The next day, 21 May 1991, Rao woke up at the residence of a local, one Prabhakar Kamble. Rao’s appointment diary shows that he left to campaign in nearby Parbhani and Mansar, had lunch at a local engineering college, answered questions in fluent Marathi for a local newspaper, and spoke at a few more public meetings. He returned to Nagpur to have dinner at the house of a local benefactor at 9 p.m., exhausted. Dinner done, Rao made his way to the house of Congress leader N.K.P. Salve to spend the night. Rao had opted out of a Lok Sabha ticket to avoid the strain of campaigning for himself. But here he was, canvassing hard for someone else.

At the exact time that Rao was leaving from dinner in Nagpur, Rajiv Gandhi was at a campaign stop in Sriperumbudur in Tamil Nadu, 1162 kilometres away. Rajiv, whose mother had been killed by separatists, had only a few guards to protect him. At 10.21 p.m., a young Sri Lankan Tamil woman mingled with the Congress supporters swarming around Rajiv. She was a member of the LTTE, and the terrorist group was worried that Rajiv Gandhi would send back Indian troops to northern Sri Lanka if re-elected prime minister. As she approached the son and grandson of prime ministers, and a prime minister in his own right, she bent down to touch his feet, detonating the explosives strapped to her belt.

Narasimha Rao had just entered his bedroom when he was told that Rajiv Gandhi and fourteen others had been killed by a suicide bomber. Rajiv’s body had been blown to such shreds that the police were struggling to identify the pieces. Rao recorded his reaction in a terse diary entry: ‘. . . Just when I was preparing to retire for the night, this news came . . . I was perhaps not looking too well, so they called the doctor for a check-up. However, I was feeling all right and had taken the shock reasonably well. Anyhow, I tried to sleep for a while, but could hardly sleep for about two hours.’

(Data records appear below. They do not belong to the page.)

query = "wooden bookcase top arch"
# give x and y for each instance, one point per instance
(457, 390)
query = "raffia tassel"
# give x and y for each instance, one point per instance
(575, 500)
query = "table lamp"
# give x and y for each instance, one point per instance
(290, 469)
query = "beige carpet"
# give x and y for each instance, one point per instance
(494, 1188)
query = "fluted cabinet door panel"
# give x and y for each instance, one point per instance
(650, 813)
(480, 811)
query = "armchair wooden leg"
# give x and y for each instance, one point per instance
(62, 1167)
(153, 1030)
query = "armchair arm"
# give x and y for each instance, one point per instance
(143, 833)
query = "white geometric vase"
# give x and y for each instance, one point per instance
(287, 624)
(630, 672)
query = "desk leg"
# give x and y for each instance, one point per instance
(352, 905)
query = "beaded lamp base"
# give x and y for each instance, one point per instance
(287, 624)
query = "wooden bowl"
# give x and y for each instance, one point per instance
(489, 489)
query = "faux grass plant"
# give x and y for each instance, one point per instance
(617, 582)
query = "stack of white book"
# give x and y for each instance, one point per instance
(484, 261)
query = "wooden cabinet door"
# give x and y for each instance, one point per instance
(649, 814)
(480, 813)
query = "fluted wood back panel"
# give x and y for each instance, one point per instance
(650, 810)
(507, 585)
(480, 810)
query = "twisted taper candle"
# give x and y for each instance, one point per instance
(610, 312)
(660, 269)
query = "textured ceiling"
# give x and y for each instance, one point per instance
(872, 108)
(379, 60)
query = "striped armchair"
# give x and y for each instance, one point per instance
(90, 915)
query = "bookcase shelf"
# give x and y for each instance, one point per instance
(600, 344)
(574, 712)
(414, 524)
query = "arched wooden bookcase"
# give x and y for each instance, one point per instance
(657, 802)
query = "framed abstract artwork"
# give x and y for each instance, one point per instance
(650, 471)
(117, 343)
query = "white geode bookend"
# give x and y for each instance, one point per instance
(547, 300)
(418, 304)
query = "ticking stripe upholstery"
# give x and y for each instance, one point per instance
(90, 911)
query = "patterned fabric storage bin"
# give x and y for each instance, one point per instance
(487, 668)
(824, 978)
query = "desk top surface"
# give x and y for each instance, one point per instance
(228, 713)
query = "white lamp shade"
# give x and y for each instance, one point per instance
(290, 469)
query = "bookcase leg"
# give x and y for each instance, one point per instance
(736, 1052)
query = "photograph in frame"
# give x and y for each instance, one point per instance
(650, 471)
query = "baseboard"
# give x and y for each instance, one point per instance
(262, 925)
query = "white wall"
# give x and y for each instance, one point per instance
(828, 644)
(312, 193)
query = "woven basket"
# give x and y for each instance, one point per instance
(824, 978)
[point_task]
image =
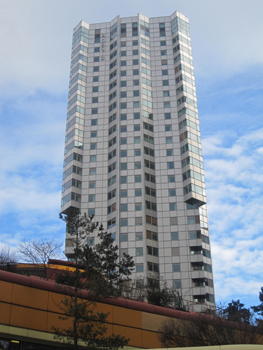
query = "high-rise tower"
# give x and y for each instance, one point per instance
(133, 153)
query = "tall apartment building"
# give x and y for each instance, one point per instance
(133, 155)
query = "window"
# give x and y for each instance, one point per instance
(97, 35)
(137, 178)
(92, 197)
(138, 206)
(123, 237)
(139, 251)
(176, 268)
(175, 251)
(111, 167)
(91, 212)
(177, 284)
(123, 153)
(173, 221)
(138, 192)
(139, 236)
(172, 206)
(112, 141)
(123, 222)
(111, 222)
(92, 184)
(171, 178)
(124, 207)
(151, 220)
(123, 166)
(123, 179)
(191, 220)
(174, 236)
(112, 194)
(138, 221)
(93, 146)
(137, 165)
(139, 268)
(137, 139)
(171, 192)
(123, 193)
(112, 180)
(112, 208)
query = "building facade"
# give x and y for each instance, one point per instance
(133, 155)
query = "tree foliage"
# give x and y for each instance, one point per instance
(259, 309)
(236, 312)
(230, 326)
(101, 273)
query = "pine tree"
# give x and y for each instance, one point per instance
(101, 273)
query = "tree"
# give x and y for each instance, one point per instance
(39, 252)
(259, 309)
(101, 273)
(236, 312)
(202, 330)
(7, 259)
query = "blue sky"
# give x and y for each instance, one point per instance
(228, 57)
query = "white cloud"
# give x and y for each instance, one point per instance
(234, 189)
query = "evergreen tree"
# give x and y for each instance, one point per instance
(101, 273)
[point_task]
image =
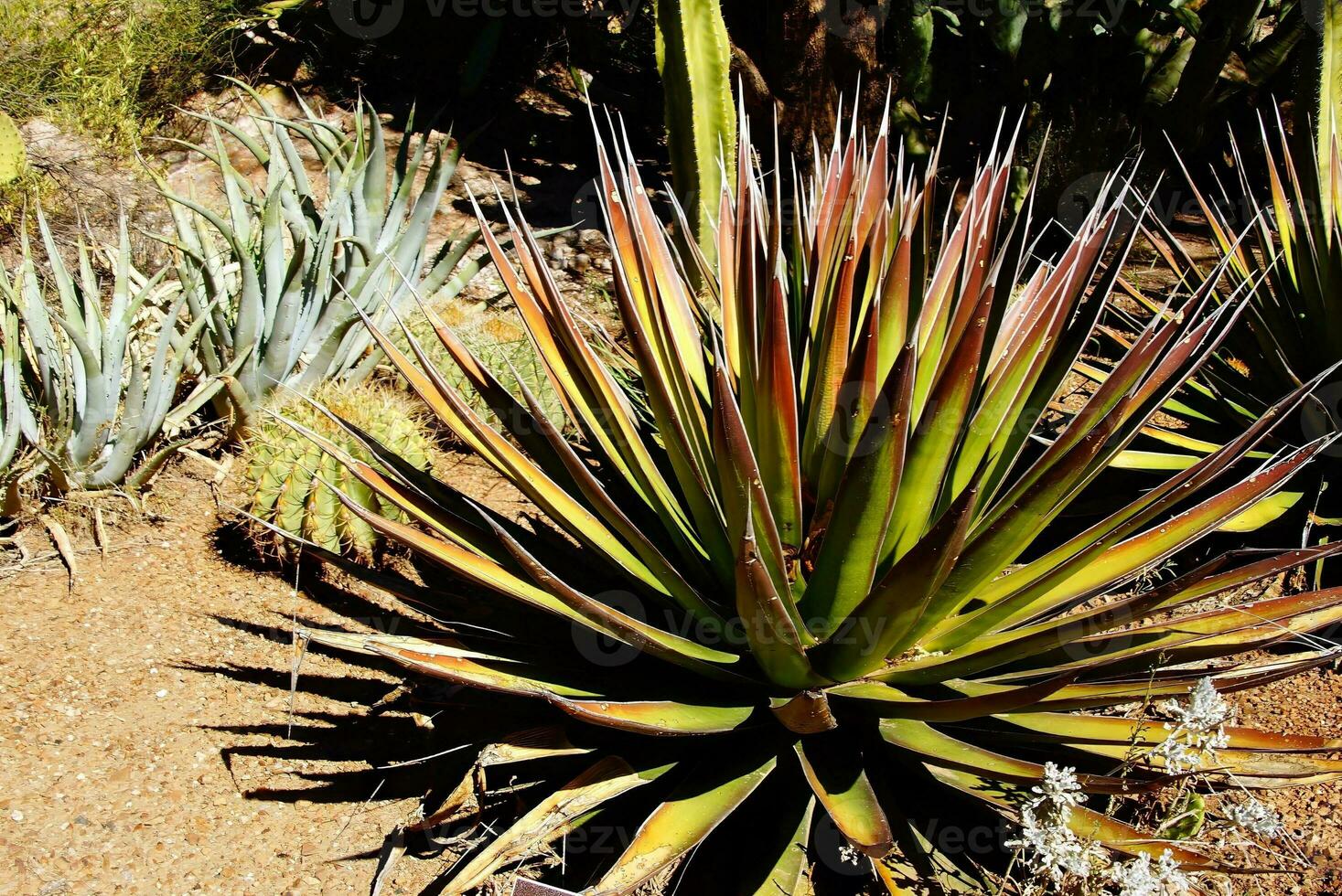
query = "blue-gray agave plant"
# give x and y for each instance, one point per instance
(103, 381)
(295, 266)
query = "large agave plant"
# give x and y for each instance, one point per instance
(296, 264)
(103, 368)
(810, 517)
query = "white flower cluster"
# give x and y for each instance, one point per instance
(1255, 817)
(1140, 878)
(1048, 845)
(1200, 730)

A few hours later, the sun barely up, Gopalkrishna Gandhi, grandson to Mohandas Gandhi and C. Rajagopalachari, was woken up in Delhi by a trunk call. A bureaucrat, Gandhi was at the time joint secretary to the President, R. Venkataraman, and had already heard of Rajiv’s death. ‘Gopal, what has happened?’ lamented Narasimha Rao from Nagpur airport, in Hindi. ‘Itihaas ne karwat badal di hai,’ replied Gopal. ‘History has shifted itself.’